Anita O'Day: The Life of a Jazz Singer

directed by Robbie Cavolina & Ian McCrudden

with John Cameron Mitchell

film series Music Documentaries 2009

Considered by many to be one of the "Three Queens" of classic jazz (notably, the only white one), next to Billie Holiday and Ella Fitzgerald--the late Anita O'Day was close to 90 when the filmmakers (Cavolina was her manager) did their last interview with her. As feisty and tough as ever, O'Day survived what she called a "jazz life," which included several marriages and abortions, drug arrests, alcoholism, and 15 years of heroin addiction. Discovered by Gene Krupa in 1940, O'Day had her first hit in 1941 with "Let Me Off Uptown," which featured a daring interracial voice-and-trumpet duet with Roy Eldridge.

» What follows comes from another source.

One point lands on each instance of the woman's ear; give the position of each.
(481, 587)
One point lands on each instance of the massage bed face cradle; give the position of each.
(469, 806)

After five years with Krupa, she spent a year with Stan Kenton. She used her voice as a jazz instrument and ascribed her nearly vibrato-free sound to a botched tonsillectomy in which her uvula was accidentally removed. "The fast-paced, enthralling film stitches pieces of interviews, including the long one shortly before her death in 2006, with excerpts from numerous performances at various phases of her career. It includes her famous turn... singing 'Sweet Georgia Brown' ... at the 1958 Newport Jazz Festival. At the time she was at her commercial peak, recording for Norman Granz's Verve label and earning $2,500 a week, most of it spent on drugs." (Stephen Holden, NY Times) More at anitaodaydoc.com 35mm Shown with the fabulous Oscar-nominated short, Jammin' the Blues (1944, 10 mins) by Gjon Mili, in which a group of prominent jazz musicians of the 1940s get together for a rare filming of a jam session. Marie Bryant's vocal is amazing. 16mm.